Clinical Fellow Cincinnati Children's Hospital Medical Center Cincinnati, Ohio, United States
Background: The Molecular Adsorbent Recirculating System (MARS) is an extracorporeal liver support system that uses an albumin enriched dialysis solution to remove protein-bound molecules, which are generally cleared by the liver but not removed by conventional intermittent hemodialysis or continuous renal replacement therapy. In 2005, its use was approved in the United States for management of drug overdose and intoxication. Other proposed indications for MARS include acute liver failure, acute-on-chronic liver failure, hepatic encephalopathy, primary graft non-function following liver transplantation, and chronic pruritus in patients with cholestatic liver disease. Data regarding the efficacy of MARS in pediatric patients remain scarce. Objective: The purpose of this study is to delineate the indications, technical characteristics, efficacy, and safety profile of MARS in children who received this therapy at our institution. Design/Methods: We performed a retrospective analysis of patients who received MARS therapy at Cincinnati Children's Hospital Medical Center between January 1st, 2014 and November 30th, 2020. The ages of patients range from birth to 30 years old. Collected data included age, sex, laboratory data, medical history, vascular catheter size, specifics of MARS therapy, complications, and outcomes.

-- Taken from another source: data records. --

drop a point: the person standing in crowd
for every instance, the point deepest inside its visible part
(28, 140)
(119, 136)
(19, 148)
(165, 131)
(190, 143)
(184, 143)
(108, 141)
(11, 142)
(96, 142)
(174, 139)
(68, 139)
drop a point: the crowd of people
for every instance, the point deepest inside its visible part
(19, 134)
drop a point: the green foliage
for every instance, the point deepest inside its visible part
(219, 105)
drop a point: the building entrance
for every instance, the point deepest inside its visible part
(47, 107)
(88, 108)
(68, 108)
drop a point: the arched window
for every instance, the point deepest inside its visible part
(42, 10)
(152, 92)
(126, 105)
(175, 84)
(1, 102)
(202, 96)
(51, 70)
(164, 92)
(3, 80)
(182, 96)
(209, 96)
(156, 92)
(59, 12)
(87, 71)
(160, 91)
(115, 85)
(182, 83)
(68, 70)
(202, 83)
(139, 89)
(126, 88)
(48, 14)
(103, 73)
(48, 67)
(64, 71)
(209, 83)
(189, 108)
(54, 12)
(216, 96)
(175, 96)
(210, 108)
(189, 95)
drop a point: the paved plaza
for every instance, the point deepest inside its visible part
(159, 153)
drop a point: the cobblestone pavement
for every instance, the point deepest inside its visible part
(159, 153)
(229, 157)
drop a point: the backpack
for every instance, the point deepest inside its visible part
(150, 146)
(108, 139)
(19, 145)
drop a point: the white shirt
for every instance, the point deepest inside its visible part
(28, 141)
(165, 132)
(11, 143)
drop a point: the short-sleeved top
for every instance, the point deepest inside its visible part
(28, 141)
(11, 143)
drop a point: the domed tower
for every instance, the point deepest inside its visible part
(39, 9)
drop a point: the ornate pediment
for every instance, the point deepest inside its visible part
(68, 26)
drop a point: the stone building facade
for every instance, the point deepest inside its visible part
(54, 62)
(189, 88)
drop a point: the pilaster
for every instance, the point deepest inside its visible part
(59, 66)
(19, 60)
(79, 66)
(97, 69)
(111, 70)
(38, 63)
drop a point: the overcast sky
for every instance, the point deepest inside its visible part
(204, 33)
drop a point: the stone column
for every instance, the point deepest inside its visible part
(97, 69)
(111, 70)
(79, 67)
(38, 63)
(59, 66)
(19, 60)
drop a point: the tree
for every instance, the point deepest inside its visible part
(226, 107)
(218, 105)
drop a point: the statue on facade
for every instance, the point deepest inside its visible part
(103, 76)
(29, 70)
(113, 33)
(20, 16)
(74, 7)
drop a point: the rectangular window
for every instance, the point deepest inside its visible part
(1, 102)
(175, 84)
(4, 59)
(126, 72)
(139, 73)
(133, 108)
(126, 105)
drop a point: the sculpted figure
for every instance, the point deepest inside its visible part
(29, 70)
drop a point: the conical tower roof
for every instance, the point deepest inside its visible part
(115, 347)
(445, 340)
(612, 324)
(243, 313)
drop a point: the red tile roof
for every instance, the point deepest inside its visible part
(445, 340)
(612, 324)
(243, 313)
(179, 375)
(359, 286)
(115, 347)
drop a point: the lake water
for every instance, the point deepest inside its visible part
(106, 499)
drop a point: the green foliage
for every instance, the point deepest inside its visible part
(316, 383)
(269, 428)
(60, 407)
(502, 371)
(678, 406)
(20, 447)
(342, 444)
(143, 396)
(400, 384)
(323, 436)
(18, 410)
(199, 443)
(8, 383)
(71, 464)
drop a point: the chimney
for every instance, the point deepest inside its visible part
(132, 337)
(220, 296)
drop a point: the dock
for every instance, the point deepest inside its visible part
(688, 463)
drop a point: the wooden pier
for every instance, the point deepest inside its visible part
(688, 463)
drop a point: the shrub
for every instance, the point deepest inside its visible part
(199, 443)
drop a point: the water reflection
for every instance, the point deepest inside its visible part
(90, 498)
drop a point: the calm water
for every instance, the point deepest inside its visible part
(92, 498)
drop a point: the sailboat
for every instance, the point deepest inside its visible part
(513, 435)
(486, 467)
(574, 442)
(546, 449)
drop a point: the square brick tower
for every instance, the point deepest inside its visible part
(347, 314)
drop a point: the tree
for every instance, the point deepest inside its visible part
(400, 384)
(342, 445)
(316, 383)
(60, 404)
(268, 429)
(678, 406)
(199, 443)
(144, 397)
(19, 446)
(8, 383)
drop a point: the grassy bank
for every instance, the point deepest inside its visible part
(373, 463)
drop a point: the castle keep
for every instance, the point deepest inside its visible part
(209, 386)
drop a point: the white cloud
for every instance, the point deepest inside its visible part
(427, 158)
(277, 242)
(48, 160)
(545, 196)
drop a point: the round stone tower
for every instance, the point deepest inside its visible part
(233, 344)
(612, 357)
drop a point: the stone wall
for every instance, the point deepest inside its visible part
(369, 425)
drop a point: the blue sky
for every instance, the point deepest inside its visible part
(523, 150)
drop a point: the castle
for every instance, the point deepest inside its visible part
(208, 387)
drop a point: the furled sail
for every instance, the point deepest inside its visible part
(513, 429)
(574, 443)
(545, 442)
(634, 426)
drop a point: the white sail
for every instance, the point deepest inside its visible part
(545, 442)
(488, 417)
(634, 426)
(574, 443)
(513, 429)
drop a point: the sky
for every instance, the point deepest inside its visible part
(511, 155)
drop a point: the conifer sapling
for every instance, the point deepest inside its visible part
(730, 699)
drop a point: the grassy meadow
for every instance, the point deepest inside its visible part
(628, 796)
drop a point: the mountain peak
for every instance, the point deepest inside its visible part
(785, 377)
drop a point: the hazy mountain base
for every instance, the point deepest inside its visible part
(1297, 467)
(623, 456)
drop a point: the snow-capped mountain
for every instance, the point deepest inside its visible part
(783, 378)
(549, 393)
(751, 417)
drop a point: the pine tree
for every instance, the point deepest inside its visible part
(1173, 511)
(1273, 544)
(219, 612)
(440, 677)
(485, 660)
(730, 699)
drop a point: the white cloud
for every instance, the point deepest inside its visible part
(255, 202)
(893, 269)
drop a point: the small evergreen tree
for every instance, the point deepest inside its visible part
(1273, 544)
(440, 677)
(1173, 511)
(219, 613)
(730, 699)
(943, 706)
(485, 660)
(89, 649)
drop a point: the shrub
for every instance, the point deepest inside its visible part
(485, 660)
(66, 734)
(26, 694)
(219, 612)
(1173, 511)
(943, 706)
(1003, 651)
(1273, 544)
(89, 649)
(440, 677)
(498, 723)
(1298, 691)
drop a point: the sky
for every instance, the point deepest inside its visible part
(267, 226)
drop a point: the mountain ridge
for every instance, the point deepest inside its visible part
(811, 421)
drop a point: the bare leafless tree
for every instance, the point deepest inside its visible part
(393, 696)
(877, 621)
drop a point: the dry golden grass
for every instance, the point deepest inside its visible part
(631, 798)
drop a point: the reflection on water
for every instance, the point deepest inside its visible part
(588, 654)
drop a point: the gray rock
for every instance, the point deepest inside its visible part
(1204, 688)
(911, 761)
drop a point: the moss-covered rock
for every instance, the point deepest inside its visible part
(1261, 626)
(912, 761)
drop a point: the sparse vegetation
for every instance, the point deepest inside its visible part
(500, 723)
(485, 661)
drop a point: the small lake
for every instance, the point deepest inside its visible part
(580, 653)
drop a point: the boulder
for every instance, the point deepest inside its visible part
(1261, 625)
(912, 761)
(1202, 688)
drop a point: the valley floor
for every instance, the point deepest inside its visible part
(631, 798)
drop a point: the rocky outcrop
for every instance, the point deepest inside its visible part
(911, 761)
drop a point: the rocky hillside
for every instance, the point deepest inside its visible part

The study was approved by the Institutional Review Board of Cincinnati Children’s Hospital Medical Center. The requirement of informed consent was waived. Patient confidentiality was maintained throughout the study using a numeric coding system. Each patient and visit were assigned a unique identification number that did not contain patient health information. Data existing in the electronic medical record were transcribed by investigators into a secure REDCap database with access limited to the investigators.
Currently, the data are being actively analyzed. Preliminary analysis of the data is expected to be complete by January 2024.